Sartre famously commented on how awful free will and choice can be (“I am condemned to be free” – so melodramatic, dude).
But it’s really true – having all the options open to you can be paralyzing, just as having none can be frustrating. And this is why I think something like House Hunter’s (the HGTV show where people select a house from three options) is kind of genius, and definitely appealing. The show is rigged. But, frankly, I think that’s part of the charm. The people on that show (which I often watch in order to mock – seriously, people, you can change paint. It’s not a deal breaker.) only have three choices. Only three! And while they do the requisite agonizing over which to pick at the end, while dramatic countdown music plays, and one member of the couple sagely notes “we, like, have to make a decision,” it’s only between three things (and not even that given that the show is rigged).
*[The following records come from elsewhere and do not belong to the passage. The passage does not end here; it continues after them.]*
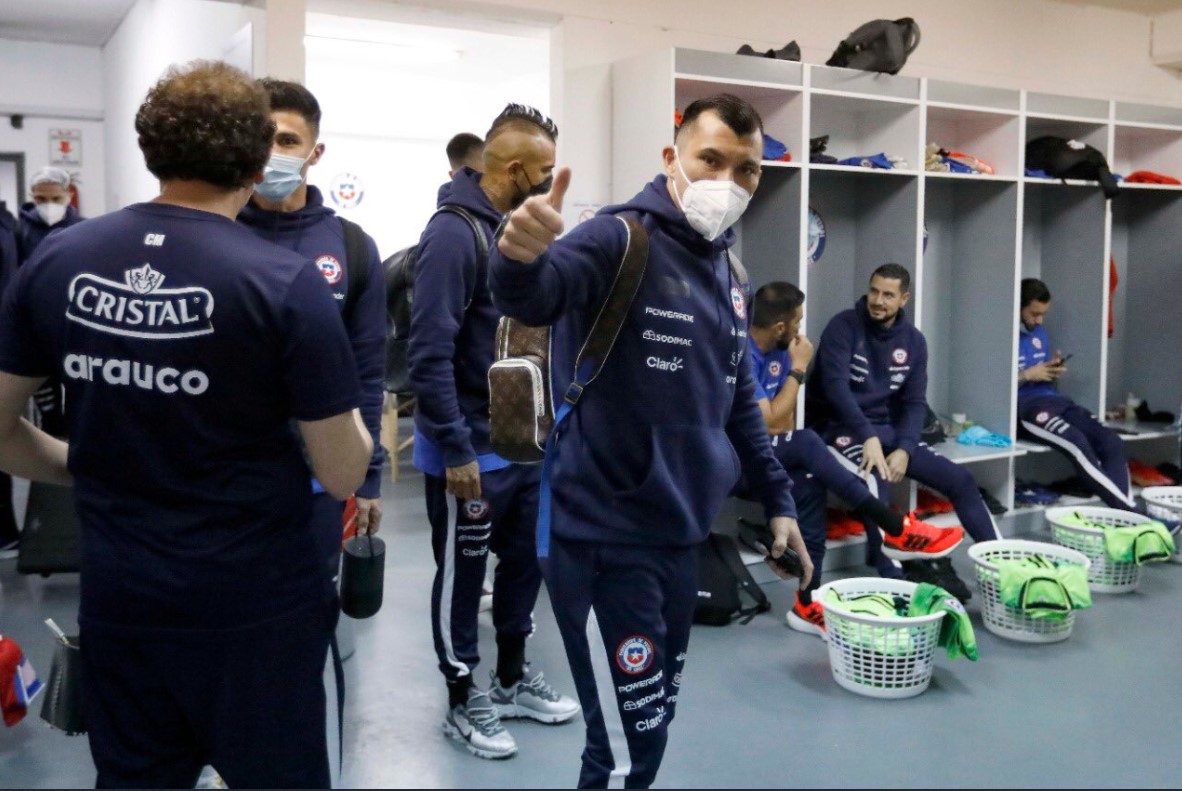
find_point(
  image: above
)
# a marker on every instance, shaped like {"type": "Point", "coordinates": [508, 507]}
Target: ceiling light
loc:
{"type": "Point", "coordinates": [388, 52]}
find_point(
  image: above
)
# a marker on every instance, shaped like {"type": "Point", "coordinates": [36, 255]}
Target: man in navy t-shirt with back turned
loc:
{"type": "Point", "coordinates": [869, 399]}
{"type": "Point", "coordinates": [655, 443]}
{"type": "Point", "coordinates": [187, 345]}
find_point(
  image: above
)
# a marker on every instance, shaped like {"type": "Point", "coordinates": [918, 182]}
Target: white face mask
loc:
{"type": "Point", "coordinates": [51, 213]}
{"type": "Point", "coordinates": [710, 206]}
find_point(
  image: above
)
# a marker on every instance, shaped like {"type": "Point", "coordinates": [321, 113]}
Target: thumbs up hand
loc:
{"type": "Point", "coordinates": [534, 225]}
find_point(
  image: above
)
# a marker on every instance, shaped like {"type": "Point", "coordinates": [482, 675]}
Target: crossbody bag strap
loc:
{"type": "Point", "coordinates": [593, 355]}
{"type": "Point", "coordinates": [614, 311]}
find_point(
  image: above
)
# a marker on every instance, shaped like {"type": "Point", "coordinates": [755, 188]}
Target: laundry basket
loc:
{"type": "Point", "coordinates": [1105, 575]}
{"type": "Point", "coordinates": [878, 656]}
{"type": "Point", "coordinates": [1164, 503]}
{"type": "Point", "coordinates": [1011, 622]}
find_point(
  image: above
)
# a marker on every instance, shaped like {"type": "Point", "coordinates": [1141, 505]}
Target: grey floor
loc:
{"type": "Point", "coordinates": [759, 707]}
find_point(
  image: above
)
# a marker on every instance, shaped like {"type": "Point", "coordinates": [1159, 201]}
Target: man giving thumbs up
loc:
{"type": "Point", "coordinates": [653, 448]}
{"type": "Point", "coordinates": [475, 500]}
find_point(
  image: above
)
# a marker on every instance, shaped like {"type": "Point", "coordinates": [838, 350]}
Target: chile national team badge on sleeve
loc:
{"type": "Point", "coordinates": [739, 302]}
{"type": "Point", "coordinates": [635, 655]}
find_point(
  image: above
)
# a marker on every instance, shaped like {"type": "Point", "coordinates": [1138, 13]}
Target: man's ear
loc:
{"type": "Point", "coordinates": [669, 154]}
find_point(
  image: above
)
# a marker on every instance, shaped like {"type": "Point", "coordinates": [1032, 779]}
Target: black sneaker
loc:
{"type": "Point", "coordinates": [937, 572]}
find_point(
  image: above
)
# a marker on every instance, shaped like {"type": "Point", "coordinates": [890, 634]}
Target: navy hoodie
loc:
{"type": "Point", "coordinates": [33, 229]}
{"type": "Point", "coordinates": [658, 440]}
{"type": "Point", "coordinates": [316, 232]}
{"type": "Point", "coordinates": [868, 375]}
{"type": "Point", "coordinates": [453, 334]}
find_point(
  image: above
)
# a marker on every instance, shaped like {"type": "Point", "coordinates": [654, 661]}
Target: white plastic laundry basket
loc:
{"type": "Point", "coordinates": [1011, 622]}
{"type": "Point", "coordinates": [878, 656]}
{"type": "Point", "coordinates": [1164, 503]}
{"type": "Point", "coordinates": [1105, 575]}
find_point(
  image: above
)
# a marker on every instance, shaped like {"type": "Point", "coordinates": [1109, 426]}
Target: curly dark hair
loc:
{"type": "Point", "coordinates": [206, 121]}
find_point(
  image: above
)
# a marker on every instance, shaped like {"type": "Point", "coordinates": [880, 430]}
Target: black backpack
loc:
{"type": "Point", "coordinates": [1063, 159]}
{"type": "Point", "coordinates": [356, 265]}
{"type": "Point", "coordinates": [400, 285]}
{"type": "Point", "coordinates": [722, 579]}
{"type": "Point", "coordinates": [879, 45]}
Can you imagine going through life and only having to pick among three options instead of like, the 800 cars on the Carfax website, or the 10 pairs of ambiguously named jeans at the Gap, or the innumerable life decisions that are rarely divided neatly into three distinct options?
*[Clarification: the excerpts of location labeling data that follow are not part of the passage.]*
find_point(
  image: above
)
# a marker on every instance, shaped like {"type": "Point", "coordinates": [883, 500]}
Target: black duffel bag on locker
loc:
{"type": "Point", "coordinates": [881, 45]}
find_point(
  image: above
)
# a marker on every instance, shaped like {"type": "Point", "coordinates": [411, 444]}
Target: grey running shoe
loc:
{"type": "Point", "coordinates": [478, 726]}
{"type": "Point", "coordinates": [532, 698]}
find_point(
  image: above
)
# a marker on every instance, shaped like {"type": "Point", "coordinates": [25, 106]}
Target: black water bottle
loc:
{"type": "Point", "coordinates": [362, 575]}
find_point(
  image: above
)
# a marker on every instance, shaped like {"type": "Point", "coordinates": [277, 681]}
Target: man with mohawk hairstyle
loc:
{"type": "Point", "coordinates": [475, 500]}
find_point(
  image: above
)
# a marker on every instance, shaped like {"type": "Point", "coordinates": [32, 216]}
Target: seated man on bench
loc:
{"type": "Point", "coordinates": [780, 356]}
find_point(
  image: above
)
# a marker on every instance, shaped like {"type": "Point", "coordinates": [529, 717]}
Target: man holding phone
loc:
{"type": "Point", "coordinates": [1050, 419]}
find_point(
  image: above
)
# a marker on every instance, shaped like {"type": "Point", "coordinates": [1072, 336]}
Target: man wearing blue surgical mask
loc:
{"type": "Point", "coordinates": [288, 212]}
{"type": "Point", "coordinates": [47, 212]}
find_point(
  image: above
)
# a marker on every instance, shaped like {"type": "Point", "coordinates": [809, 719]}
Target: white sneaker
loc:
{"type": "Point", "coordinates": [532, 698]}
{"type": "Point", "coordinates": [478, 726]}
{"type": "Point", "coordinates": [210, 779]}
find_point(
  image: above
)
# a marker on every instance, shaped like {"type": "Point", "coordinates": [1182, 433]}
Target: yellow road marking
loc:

House Hunters is like a baby pool of decision-making. And I think that’s something that can actually be highly beneficial to students learning a new skill, like researching. Educators who do things like teach essay writing to younger students have figured this one out – it’s why we give the kids templates and outlines to use. We provide baby steps along the way to writing a full-fledged essay. We limit the number of decisions for students to make as they start writing. For some reason, college students are often expected to leap right in to research, from picking their own topic to finding their own sources. What I’d like to do is promote everything but the research paper assignments (see the example from the UT Libraries) or at least closed circuit activities, so to speak.
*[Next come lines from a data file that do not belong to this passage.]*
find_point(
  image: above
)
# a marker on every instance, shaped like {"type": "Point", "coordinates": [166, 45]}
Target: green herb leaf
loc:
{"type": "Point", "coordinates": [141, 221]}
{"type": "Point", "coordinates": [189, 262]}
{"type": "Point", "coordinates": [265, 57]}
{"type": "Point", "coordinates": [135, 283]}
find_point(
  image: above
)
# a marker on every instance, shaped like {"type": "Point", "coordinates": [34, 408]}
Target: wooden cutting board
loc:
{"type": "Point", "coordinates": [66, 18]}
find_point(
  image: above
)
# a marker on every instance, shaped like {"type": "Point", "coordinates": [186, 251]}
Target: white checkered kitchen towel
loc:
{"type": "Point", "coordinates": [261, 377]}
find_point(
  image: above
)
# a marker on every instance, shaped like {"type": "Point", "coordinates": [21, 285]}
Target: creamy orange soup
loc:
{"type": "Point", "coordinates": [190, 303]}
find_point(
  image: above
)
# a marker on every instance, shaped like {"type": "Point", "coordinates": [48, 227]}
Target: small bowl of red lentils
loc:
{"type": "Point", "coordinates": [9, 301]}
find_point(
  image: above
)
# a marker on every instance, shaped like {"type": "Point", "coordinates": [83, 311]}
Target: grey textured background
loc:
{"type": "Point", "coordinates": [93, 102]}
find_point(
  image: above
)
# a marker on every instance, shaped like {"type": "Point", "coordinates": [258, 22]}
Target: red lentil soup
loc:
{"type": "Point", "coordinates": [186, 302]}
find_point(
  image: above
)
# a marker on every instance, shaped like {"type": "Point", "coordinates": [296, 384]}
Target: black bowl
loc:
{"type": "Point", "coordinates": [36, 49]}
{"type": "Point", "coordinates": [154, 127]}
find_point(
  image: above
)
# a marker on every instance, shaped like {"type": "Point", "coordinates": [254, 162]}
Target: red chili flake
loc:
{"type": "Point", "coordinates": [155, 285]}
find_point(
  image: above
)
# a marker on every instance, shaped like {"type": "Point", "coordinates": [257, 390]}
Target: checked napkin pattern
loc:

For instance, in introductory research classes, I often give students articles on a contemporary topic (I used the Keystone Pipeline debate recently) to use in an evaluation activity. The articles I select all cover distinct political views and, like the houses on House Hunters which are always neatly categorized as “fixer upper” or “great kitchen”, the articles I pre-select fit a variety of distinct needs and provide an opportunity to test out evaluation and decision-making skills without overwhelming my students with options.
As much as I like students to think and discover and experiment for themselves, I think that sometimes you need to take more of a House Hunters approach, particularly with things like early research skills, and set up scenarios for students to work within before unleashing them into the wide world of unlimited choice.